‘Write what you know’ they say, but as a new parent all I knew was dirty nappies, sleepless nights, and the smell of milk permeating everything. I felt like it had all been covered. I didn’t want to become “just another mommy blogger” writing about the daily minutiae of raising kids. Having never read a parenting blog or opinion piece, I confidently believed it was all narcissistic and dull. How wrong can you be, right?
I’ve written before about the unrealistic depictions of parenthood that we are fed through commercial media and this is exactly the reason why the real and honest stories of parents need to be told. Those tales that you think are “just another parenting post” hold vital messages that need to be reiterated by a thousand voices until we change the rhetoric around parenting.
So write. Or record, if that is your thing. Or both. Share your stories of burning the dinner, or forgetting the kid but remembering your iPhone. Share the embarrassing, the brutal, the true. Get deep and tell the tale of how things weren’t like you expected, or how you had an existential crisis, or how you suffered loss. It may sound naff, but each individual tale is important and they each resonate in a different way.
That’s not to say we should dwell only on the negatives of parenthood, just that there needs to be a more realistic dialogue. There is laughter and camaraderie to be found in sharing our shortcomings alongside the joys.
If you are brave you can publish, if you are braver you can keep it for friends and family. If you genuinely don’t feel the need to share then lock all your stories away for yourself and just use that writing time as a purge. Writing things down externalises your thoughts and feelings, which can work wonders for mental health.
“You can’t be a parent and a writer” someone once said. “Oops” I replied. Well, no one had ever told me. In fact, I began writing professionally when my firstborn was four months old because I thought it was a vocation that perfectly suited the parenting life.
The brief periods when my kid slept I would grab anything that I could eat with one hand and spend the time before my laptop writing furiously with one hand while stuffing my face with the other. Sometimes I’d look up from the screen to see the piles of laundry, floor covered in toys, dirty dishes, and for a second I would think that maybe…maybe I should be…cleaning? No, a clean house never paid the bills (unless you are a cleaner, I guess).
There are some benefits to being a writer and a parent. It is said that creativity flows best when given constraints. Well there ain’t no constraints like having children. Pre-kids you may have thought there was plenty of time to pursue your career, travel, write that novel, but now there is no more time to waste. Those precious moments when you are not serving your kid somehow are filled with a desire to do something for yourself. And boy, do you deserve to do something for yourself! You can use this as motivation for your writing.
Being a parent means you have also lessened the need for external validation. Previously it may have been important what others thought of your work, or of you, whether they liked you, or thought you looked good. Well with your tracksuits pants on and your hair in a nest you no longer need worry yourself about that. Plus, you know how hard you work, how important you are – someone’s life literally depends upon you and they are still alive so you’re doing a great job.
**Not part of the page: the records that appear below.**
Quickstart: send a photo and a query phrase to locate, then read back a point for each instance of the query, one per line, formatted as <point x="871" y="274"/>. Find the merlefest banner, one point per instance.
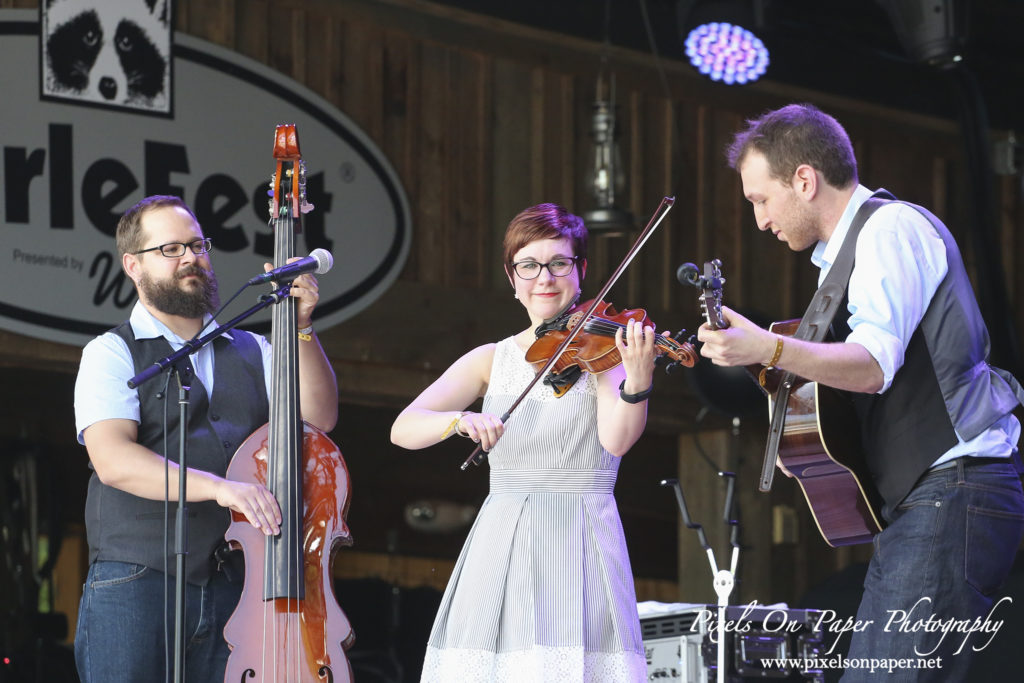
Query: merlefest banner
<point x="79" y="150"/>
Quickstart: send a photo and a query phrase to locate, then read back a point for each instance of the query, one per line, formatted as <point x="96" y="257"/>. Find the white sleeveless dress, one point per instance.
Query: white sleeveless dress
<point x="543" y="589"/>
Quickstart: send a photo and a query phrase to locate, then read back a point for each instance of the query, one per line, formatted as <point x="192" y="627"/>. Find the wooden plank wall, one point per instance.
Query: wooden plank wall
<point x="482" y="118"/>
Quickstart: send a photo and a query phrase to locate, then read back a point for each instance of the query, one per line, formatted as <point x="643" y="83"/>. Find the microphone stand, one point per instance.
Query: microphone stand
<point x="724" y="580"/>
<point x="181" y="368"/>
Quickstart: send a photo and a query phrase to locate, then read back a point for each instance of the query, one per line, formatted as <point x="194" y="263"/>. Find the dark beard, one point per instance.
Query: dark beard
<point x="168" y="296"/>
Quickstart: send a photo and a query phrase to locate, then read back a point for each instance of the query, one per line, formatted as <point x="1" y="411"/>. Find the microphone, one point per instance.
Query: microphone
<point x="318" y="261"/>
<point x="688" y="273"/>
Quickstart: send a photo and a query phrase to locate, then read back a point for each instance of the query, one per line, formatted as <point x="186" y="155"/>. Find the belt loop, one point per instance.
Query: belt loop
<point x="961" y="462"/>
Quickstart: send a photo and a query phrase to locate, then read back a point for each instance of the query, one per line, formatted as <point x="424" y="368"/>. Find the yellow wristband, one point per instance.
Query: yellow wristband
<point x="454" y="426"/>
<point x="762" y="377"/>
<point x="777" y="354"/>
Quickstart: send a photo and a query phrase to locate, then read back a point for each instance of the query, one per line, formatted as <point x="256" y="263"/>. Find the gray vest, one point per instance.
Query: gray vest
<point x="945" y="383"/>
<point x="127" y="528"/>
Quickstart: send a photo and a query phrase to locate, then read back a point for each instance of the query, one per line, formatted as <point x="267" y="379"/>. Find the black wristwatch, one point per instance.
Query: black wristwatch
<point x="635" y="397"/>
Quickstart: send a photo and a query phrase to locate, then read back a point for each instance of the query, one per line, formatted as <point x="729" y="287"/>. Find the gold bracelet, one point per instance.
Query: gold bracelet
<point x="454" y="426"/>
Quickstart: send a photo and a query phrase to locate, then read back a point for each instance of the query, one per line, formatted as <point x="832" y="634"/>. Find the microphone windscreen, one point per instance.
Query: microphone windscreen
<point x="688" y="273"/>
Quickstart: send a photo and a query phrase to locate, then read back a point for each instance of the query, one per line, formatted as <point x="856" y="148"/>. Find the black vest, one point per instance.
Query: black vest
<point x="944" y="387"/>
<point x="128" y="528"/>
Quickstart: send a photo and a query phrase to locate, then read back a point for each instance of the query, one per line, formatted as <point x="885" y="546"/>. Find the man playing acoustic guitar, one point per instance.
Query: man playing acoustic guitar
<point x="936" y="422"/>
You don’t need anyone else judging you, who has the time for that anymore? That sense of self-assurance that comes from being a parent will make you a writer that doesn’t waste time fretting over the critics.
One thing to remember however, is that any lengthy writing project or career goal will now take longer to reach than it would have sans kids. And that is okay. Enjoy the ride. Try employing the Pomodoro Technique (I use 10-15 minute blocks rather than the recommended 25), join a Shut Up and Write group, or check out Write Or Die.com. These are all great ways of learning to write in limited blocks of time (like during nap time or while you have locked yourself in the bathroom).
If you can, create a space and a time that is your non-negotiable writing time. Somewhere that you can shut the door and be left alone, or maybe a favourite cafe, or the local library. That said, I still have my desk located in the lounge room and generally work off a stable table with my laptop, anytime, anywhere. So I’m rubbish at this one.
Most importantly, if you want to be a writing parent you must be innovative and flexible. For example, my little one took to falling asleep in the car so I started packing my laptop on every drive. Once the bub was asleep I’d circle back home and pull into the driveway. Keep the car running, access my home wi-fi and there I could happily write until they woke. You don’t always have to change your children’s habits to fit in with your writing, just inject some innovative thinking. Of course, a few months later and they suddenly hate sleeping in the car but like being in the carrier so now you need a new plan. Flexibility is key.
Here is the part where you stop reading and start writing. I hope these tips and words of encouragement are enough to convince you that your voice is needed and you should definitely, absolutely get to writing about your experiences as a parent. For yourself, for your kids, for the general discourse. Go. Do it. Start writing now!